Thoughts on a large problem
I am faced now with a large and open-ended task to allow users to upload Excel, XML, and even CSV files to the server, parse those files, perform validations, and ultimately move the data into the database.
As a constraint, I can not assume anything about how the user has organized their data. I should perform as much "intelligent" matching on the user's columns with the columns I expect. But where perfect matches aren't found, there should be a web page that allows the user to explicitly define what columns are what. This user preference should be stored in a XML file for future reuse.
A couple problems I face:
1)Excel files that are exported from the web or another program are not actually Excel files, (they're really just HTML tables with a .xls extension). Because of this, the Microsoft JET driver can't read them. I've looked into possible solutions, one being Microsoft Indexing Service. Apparently it is capable of discerning information about binary files, such as what the actual content is. Does anyone have any experience with this? If yes, is there any guidance or code-snippets you can share?

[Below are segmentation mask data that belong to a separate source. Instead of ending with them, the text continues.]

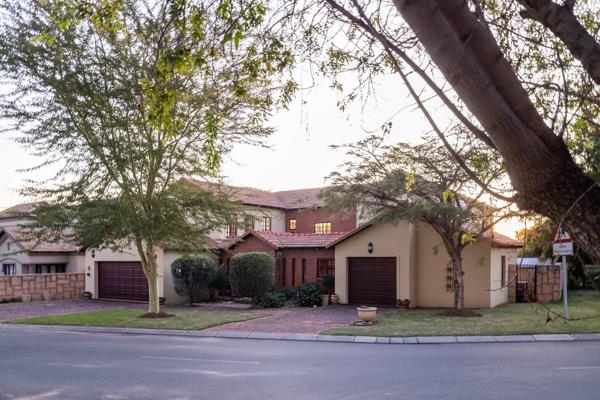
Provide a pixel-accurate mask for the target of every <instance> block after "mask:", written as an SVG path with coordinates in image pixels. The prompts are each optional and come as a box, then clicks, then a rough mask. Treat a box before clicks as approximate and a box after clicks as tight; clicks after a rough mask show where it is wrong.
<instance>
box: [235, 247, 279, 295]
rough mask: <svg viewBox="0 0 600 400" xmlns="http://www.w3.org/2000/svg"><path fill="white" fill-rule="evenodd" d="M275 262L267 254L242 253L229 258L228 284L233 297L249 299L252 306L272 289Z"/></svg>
mask: <svg viewBox="0 0 600 400" xmlns="http://www.w3.org/2000/svg"><path fill="white" fill-rule="evenodd" d="M274 274H275V260H274V259H273V257H271V256H270V255H268V254H267V253H259V252H254V253H243V254H236V255H235V256H233V257H231V260H230V262H229V283H230V284H231V290H232V291H233V293H234V295H236V296H241V297H251V298H252V302H253V303H254V304H258V303H259V301H260V299H261V298H262V297H263V296H264V295H265V293H267V292H268V291H269V290H271V288H272V287H273V281H274V278H273V277H274Z"/></svg>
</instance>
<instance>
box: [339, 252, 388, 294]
mask: <svg viewBox="0 0 600 400" xmlns="http://www.w3.org/2000/svg"><path fill="white" fill-rule="evenodd" d="M348 281H349V285H348V286H349V300H350V302H351V303H357V304H385V305H396V258H395V257H353V258H348Z"/></svg>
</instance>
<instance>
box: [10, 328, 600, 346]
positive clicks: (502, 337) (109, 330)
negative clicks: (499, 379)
mask: <svg viewBox="0 0 600 400" xmlns="http://www.w3.org/2000/svg"><path fill="white" fill-rule="evenodd" d="M2 330H9V331H11V330H12V331H19V330H21V331H40V332H43V331H50V332H73V333H109V334H127V335H153V336H178V337H196V338H197V337H205V338H225V339H253V340H288V341H303V342H306V341H308V342H330V343H331V342H334V343H360V344H394V345H395V344H468V343H520V342H544V343H546V342H587V341H600V333H574V334H539V335H538V334H534V335H501V336H416V337H414V336H413V337H387V336H336V335H308V334H290V333H255V332H228V331H206V330H204V331H186V330H175V329H143V328H111V327H106V328H105V327H96V326H62V325H22V324H9V323H1V324H0V331H2Z"/></svg>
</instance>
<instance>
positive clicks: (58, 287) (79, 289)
mask: <svg viewBox="0 0 600 400" xmlns="http://www.w3.org/2000/svg"><path fill="white" fill-rule="evenodd" d="M84 290H85V276H84V274H83V273H67V274H39V275H14V276H0V300H14V299H18V300H20V299H21V296H22V295H27V294H30V295H31V299H32V300H42V299H43V296H44V292H47V293H49V294H50V295H51V296H52V298H53V299H76V298H79V297H81V296H82V295H83V292H84Z"/></svg>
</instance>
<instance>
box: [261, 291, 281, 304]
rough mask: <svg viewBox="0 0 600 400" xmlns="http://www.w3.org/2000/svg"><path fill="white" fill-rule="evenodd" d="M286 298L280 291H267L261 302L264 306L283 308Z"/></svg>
mask: <svg viewBox="0 0 600 400" xmlns="http://www.w3.org/2000/svg"><path fill="white" fill-rule="evenodd" d="M285 300H286V299H285V298H284V297H283V296H282V295H281V293H279V292H267V293H265V295H264V296H263V297H262V300H261V302H260V304H262V306H263V307H264V308H281V307H283V303H284V302H285Z"/></svg>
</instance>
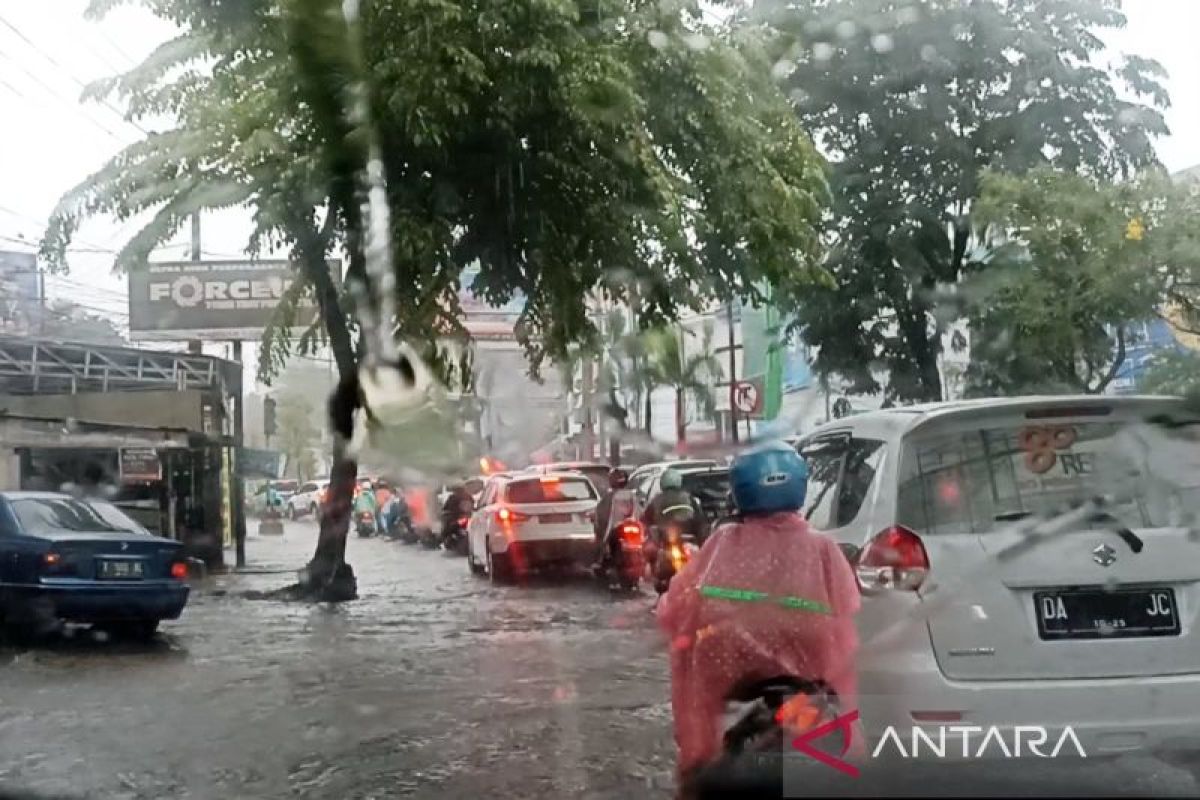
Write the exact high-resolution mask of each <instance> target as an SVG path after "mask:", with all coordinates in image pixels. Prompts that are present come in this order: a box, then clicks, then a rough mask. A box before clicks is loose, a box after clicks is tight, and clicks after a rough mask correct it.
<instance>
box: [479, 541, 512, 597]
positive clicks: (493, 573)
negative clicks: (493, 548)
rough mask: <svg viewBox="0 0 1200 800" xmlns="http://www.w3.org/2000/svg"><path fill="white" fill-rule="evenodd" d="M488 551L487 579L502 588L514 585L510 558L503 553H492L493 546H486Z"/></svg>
mask: <svg viewBox="0 0 1200 800" xmlns="http://www.w3.org/2000/svg"><path fill="white" fill-rule="evenodd" d="M485 548H486V551H487V577H488V578H491V581H492V585H497V587H502V585H506V584H510V583H512V564H511V563H510V561H509V557H508V555H506V554H503V553H492V546H491V545H485Z"/></svg>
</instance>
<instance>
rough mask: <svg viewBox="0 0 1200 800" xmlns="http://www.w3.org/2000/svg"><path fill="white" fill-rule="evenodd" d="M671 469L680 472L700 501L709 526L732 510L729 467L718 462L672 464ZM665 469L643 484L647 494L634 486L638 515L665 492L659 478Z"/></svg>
mask: <svg viewBox="0 0 1200 800" xmlns="http://www.w3.org/2000/svg"><path fill="white" fill-rule="evenodd" d="M672 469H674V470H676V471H677V473H679V477H680V480H682V481H683V488H684V489H686V491H688V492H689V493H690V494H691V495H692V497H694V498H696V499H697V500H698V501H700V507H701V510H702V511H703V512H704V518H706V519H707V521H708V524H709V525H713V524H715V523H716V522H719V521H720V519H721V518H722V517H725V516H727V515H730V513H732V511H733V504H732V500H731V498H730V469H728V467H716V465H715V464H713V465H707V467H694V465H691V467H674V465H672ZM665 471H666V470H665V469H662V470H659V471H658V473H656V474H654V476H653V477H650V479H649V480H648V481H646V482H643V483H642V485H641V486H643V487H644V494H641V493H640V492H638V491H637V489H636V488H635V489H634V495H635V498H636V500H637V512H638V515H641V512H642V510H644V509H646V506H647V505H649V504H650V501H652V500H654V498H655V497H658V494H659V492H661V491H662V489H661V486H660V480H661V477H662V473H665Z"/></svg>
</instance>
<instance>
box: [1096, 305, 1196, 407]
mask: <svg viewBox="0 0 1200 800" xmlns="http://www.w3.org/2000/svg"><path fill="white" fill-rule="evenodd" d="M1180 349H1182V345H1181V344H1180V343H1178V341H1176V338H1175V336H1174V335H1172V333H1171V326H1170V325H1169V324H1168V323H1165V321H1164V320H1160V319H1156V320H1153V321H1147V323H1140V324H1138V325H1132V326H1130V331H1129V336H1128V338H1127V341H1126V357H1124V361H1123V362H1122V363H1121V366H1120V367H1117V374H1116V375H1115V377H1114V378H1112V383H1111V384H1110V391H1112V392H1116V393H1133V392H1136V391H1138V381H1139V380H1140V379H1141V377H1142V374H1145V372H1146V369H1147V368H1150V366H1151V363H1153V361H1154V357H1156V356H1157V355H1159V354H1162V353H1169V351H1171V350H1180ZM1114 356H1116V350H1115V349H1114Z"/></svg>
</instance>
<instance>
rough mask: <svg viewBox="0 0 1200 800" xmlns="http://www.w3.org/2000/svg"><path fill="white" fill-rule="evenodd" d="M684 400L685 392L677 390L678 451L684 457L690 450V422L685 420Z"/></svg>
mask: <svg viewBox="0 0 1200 800" xmlns="http://www.w3.org/2000/svg"><path fill="white" fill-rule="evenodd" d="M684 399H685V392H684V390H683V389H677V390H676V449H677V450H678V451H679V453H680V455H682V453H683V452H684V451H685V450H686V449H688V422H686V420H685V419H684V413H685V408H684Z"/></svg>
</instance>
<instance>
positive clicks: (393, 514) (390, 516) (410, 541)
mask: <svg viewBox="0 0 1200 800" xmlns="http://www.w3.org/2000/svg"><path fill="white" fill-rule="evenodd" d="M392 503H395V500H394V501H392ZM384 525H385V529H384V531H383V535H384V536H386V537H388V539H391V540H394V541H395V540H397V539H398V540H400V541H402V542H414V541H416V534H415V531H413V519H412V517H410V516H409V513H408V509H407V507H404V506H403V505H402V504H401V505H400V506H398V509H397V507H396V506H395V505H394V506H389V509H388V511H385V512H384Z"/></svg>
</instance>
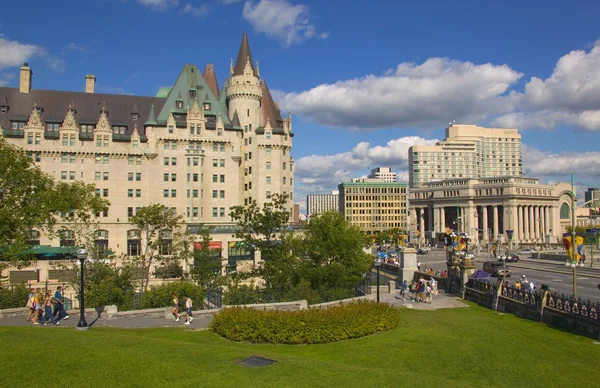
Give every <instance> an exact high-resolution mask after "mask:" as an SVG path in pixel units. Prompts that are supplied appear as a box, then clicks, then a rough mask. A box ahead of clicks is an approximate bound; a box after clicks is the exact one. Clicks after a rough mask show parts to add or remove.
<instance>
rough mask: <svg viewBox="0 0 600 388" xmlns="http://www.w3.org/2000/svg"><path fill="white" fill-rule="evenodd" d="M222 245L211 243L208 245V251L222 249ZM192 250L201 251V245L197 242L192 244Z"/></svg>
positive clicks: (208, 243)
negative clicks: (212, 249) (199, 250)
mask: <svg viewBox="0 0 600 388" xmlns="http://www.w3.org/2000/svg"><path fill="white" fill-rule="evenodd" d="M222 248H223V243H222V242H221V241H211V242H209V243H208V249H222ZM194 249H202V243H201V242H199V241H196V242H194Z"/></svg>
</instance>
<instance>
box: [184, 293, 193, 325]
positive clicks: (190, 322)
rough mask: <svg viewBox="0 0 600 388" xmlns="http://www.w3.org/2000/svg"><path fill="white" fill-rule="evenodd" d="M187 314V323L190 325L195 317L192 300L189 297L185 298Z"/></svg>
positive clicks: (186, 323) (185, 306) (185, 323)
mask: <svg viewBox="0 0 600 388" xmlns="http://www.w3.org/2000/svg"><path fill="white" fill-rule="evenodd" d="M185 314H186V318H185V324H186V325H189V324H190V323H192V322H193V321H194V317H193V316H192V300H191V299H190V298H189V297H187V298H186V299H185Z"/></svg>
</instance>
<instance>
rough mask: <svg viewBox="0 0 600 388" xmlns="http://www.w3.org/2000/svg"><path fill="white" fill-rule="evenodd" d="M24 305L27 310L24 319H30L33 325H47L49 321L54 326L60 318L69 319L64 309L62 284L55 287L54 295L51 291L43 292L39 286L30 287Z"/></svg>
mask: <svg viewBox="0 0 600 388" xmlns="http://www.w3.org/2000/svg"><path fill="white" fill-rule="evenodd" d="M26 307H27V308H28V309H29V311H28V312H27V316H26V317H25V320H26V321H31V323H32V324H34V325H47V324H48V322H51V323H52V324H53V325H55V326H56V325H58V324H60V321H61V320H63V319H69V315H68V314H67V312H66V311H65V304H64V298H63V292H62V286H58V287H57V289H56V291H55V292H54V295H52V292H51V291H46V292H45V293H43V292H42V290H41V289H39V288H37V289H35V290H34V289H33V288H30V289H29V295H28V296H27V306H26ZM57 316H58V317H57Z"/></svg>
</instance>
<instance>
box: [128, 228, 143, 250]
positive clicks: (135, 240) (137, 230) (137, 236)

2)I've played around with a few different designs. Modularizing this project is obviously key to my sanity. One thing I would like to do is allow other developers to "plug-in" to the upload process with custom validation rules, and rules that define the structure of the data that is needed by the application. Like I said, I have several ideas that I've toyed around with, but I would love to hear some ideas from you. Sometimes an outside perspective is invaluable.